Creating an array/list of existing message type without defining custom message type?
Is there a way to create an array of an existing message type without defining another message type?
As a use-case, say you have many .bag
files, each with a username. You compile them into a summary bag file and would like all unique usernames in a metadata
topic for convenience. Is there any way to accomplish something like this without a custom message type?
users = get_unique_users() # a function returns a list of strings: [user1, user2, ..., userN]
outbag = rosbag.Bag('/path/to/file.bag', 'w')
outbag.write('/metadata/unique_users', std_msgs.msg.String(users))
It seems that an array of an existing message is such a simple extension that I'd figure such a mechanism exists. My current approach was to create a new package, std_msgs_array
with:
$ rosmsg show std_msgs_array/StringArray
string[] data
$ rosmsg show std_msgs_array/Float64Array
float64[] data
Is this expected or am I overlooking something? I do note the following from the ROS Wiki:
...it's usually "better" (in the sense of making the code easier to understand, etc.) when developers use or create non-generic message types
Perhaps the intention is to force more project-specific message creation rather than relying on built-in, canned examples. This use-case might be somewhat fringe where I truly am looking for a "throwaway"; all I care about is getting a list of very basic values into the output .bag
vs. something like sensor data specific to a more complicated process.
Asked by jwhendy on 2019-02-04 17:16:01 UTC
Answers
You already cite the correct wiki page about the purpose of std_msgs
.
For integer/float values, there are the MultiArray
messages, which could suite your needs for numbers. For strings, you either have to create a new custom message, or wriggle your way through something like adding a seperator between all users concatenated into a single string...
In short: There is no way to create a message type to be sent over ROS or written to the bag file without properly creating a .msg
file. This is required for creation of the language specific representations, such that you can #include
or import
them.
Asked by mgruhler on 2019-02-05 01:42:43 UTC
Comments
[..] such that you can
#include
orimport
them.
I would go one step further: being able to #include
or import
them is an implementation detail. The main point of having to be explicit about message types (ie: having to create them) is to make sure both syntax and semantics are ..

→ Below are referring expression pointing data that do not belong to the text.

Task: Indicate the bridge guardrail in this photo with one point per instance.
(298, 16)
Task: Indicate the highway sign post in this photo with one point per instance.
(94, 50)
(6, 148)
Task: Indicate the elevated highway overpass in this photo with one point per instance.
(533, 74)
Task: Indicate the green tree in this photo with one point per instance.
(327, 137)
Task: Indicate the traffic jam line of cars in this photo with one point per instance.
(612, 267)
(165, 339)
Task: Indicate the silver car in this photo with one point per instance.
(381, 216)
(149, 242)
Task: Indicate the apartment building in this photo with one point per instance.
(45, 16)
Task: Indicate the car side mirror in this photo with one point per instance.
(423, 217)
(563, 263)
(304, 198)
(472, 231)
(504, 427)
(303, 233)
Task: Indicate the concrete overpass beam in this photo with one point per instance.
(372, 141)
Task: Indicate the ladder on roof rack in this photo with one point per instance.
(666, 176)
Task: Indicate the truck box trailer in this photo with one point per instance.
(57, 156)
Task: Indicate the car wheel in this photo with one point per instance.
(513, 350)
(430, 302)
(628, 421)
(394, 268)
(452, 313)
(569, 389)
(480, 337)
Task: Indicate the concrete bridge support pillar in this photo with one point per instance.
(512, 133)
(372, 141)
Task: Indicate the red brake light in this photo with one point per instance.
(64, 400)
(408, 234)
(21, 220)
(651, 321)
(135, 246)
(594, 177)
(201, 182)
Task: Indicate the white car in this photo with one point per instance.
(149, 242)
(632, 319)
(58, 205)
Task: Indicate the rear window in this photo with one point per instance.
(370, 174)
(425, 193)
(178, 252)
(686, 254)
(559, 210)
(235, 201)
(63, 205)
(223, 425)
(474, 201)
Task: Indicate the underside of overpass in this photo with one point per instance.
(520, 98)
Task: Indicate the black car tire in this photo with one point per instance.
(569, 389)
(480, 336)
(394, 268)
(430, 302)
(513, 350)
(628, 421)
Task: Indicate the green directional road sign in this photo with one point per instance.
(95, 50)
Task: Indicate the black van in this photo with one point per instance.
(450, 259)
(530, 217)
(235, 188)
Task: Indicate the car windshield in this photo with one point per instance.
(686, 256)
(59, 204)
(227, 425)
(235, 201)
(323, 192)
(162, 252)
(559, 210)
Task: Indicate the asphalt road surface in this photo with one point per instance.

Asked by gvdhoorn on 2019-02-05 03:05:14 UTC
.. properly encoded/stored somewhere.
@jwhendy: how would we do that without having a message type defined?

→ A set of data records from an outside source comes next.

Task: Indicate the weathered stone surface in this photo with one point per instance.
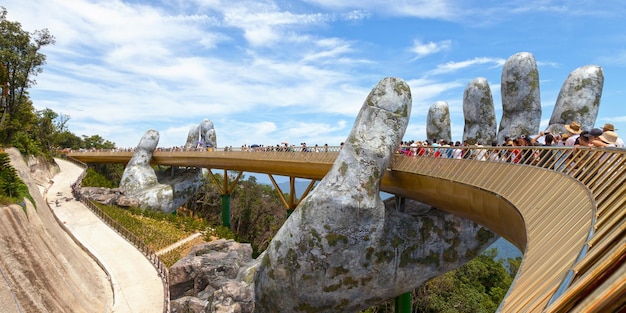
(202, 135)
(212, 269)
(480, 115)
(188, 305)
(341, 250)
(163, 192)
(438, 122)
(521, 102)
(579, 99)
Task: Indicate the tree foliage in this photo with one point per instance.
(20, 61)
(12, 188)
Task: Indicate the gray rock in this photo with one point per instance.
(438, 122)
(159, 193)
(579, 99)
(341, 250)
(189, 304)
(521, 102)
(479, 113)
(207, 268)
(202, 135)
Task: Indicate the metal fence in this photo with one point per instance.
(129, 236)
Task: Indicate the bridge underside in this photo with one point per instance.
(553, 217)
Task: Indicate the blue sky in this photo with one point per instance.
(298, 71)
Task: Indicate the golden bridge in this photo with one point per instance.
(564, 208)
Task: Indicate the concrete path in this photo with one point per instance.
(137, 286)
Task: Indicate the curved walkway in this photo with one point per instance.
(137, 286)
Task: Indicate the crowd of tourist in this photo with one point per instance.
(515, 149)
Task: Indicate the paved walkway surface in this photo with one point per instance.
(137, 286)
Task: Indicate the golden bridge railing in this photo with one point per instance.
(570, 207)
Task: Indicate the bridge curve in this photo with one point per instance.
(566, 215)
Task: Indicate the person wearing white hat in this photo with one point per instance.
(606, 139)
(574, 131)
(609, 127)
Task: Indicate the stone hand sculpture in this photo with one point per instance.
(156, 191)
(341, 250)
(202, 135)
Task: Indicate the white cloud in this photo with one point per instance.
(415, 8)
(423, 49)
(451, 67)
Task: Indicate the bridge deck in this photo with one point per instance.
(567, 215)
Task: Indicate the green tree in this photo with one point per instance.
(20, 60)
(97, 142)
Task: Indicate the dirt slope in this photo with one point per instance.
(43, 269)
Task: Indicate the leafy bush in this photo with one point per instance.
(12, 188)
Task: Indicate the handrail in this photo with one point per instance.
(599, 264)
(126, 234)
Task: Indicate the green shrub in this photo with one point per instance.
(12, 188)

Asked by gvdhoorn on 2019-02-05 03:05:57 UTC
@gvdhoorn: agreed!
Asked by mgruhler on 2019-02-05 04:12:44 UTC
@gvdhoom: the question was prompted by the fact that a foo
msg corresponding to some Foo.msg
can be used as a foo[]
. Is a foo[]
a "custom message type" in your mind? My question asks if one must use a custom message to consume or provide an array of an existing message.
Asked by jwhendy on 2019-02-09 21:18:20 UTC
It seems that answer is "Yes," so now I know. For this particular scenario it seemed "heavy" to do this when I really just want a list of strings or floats. Still, it seems this is the way, so now I know for sure.
Asked by jwhendy on 2019-02-09 21:19:24 UTC
No: foo[]
is not a custom message.
The message containing a field named foo
that is an arbitrary length array (ie: a list) would be a custom message.
Pedantic perhaps, but two very different things.
re: heavy: thing is, a list of float
s is not semantically meaningful. Unless ..
Asked by gvdhoorn on 2019-02-10 15:09:49 UTC
.. you give the message a semantically meaningful name. That is what you should create a custom message.
Besides, it's technically impossible to send, receive or store message data without an associated message type, so even if you see it as a lot of overhead, there wouldn't be any other way.
Asked by gvdhoorn on 2019-02-10 15:11:39 UTC
Thanks for the reasoning. This is indeed a narrow use case. For the purpose of storing metadata, the field name doesn't matter to me as it's named by the topic (e.g. /metadata/foo
) I assign. Again, pretty fringe use case.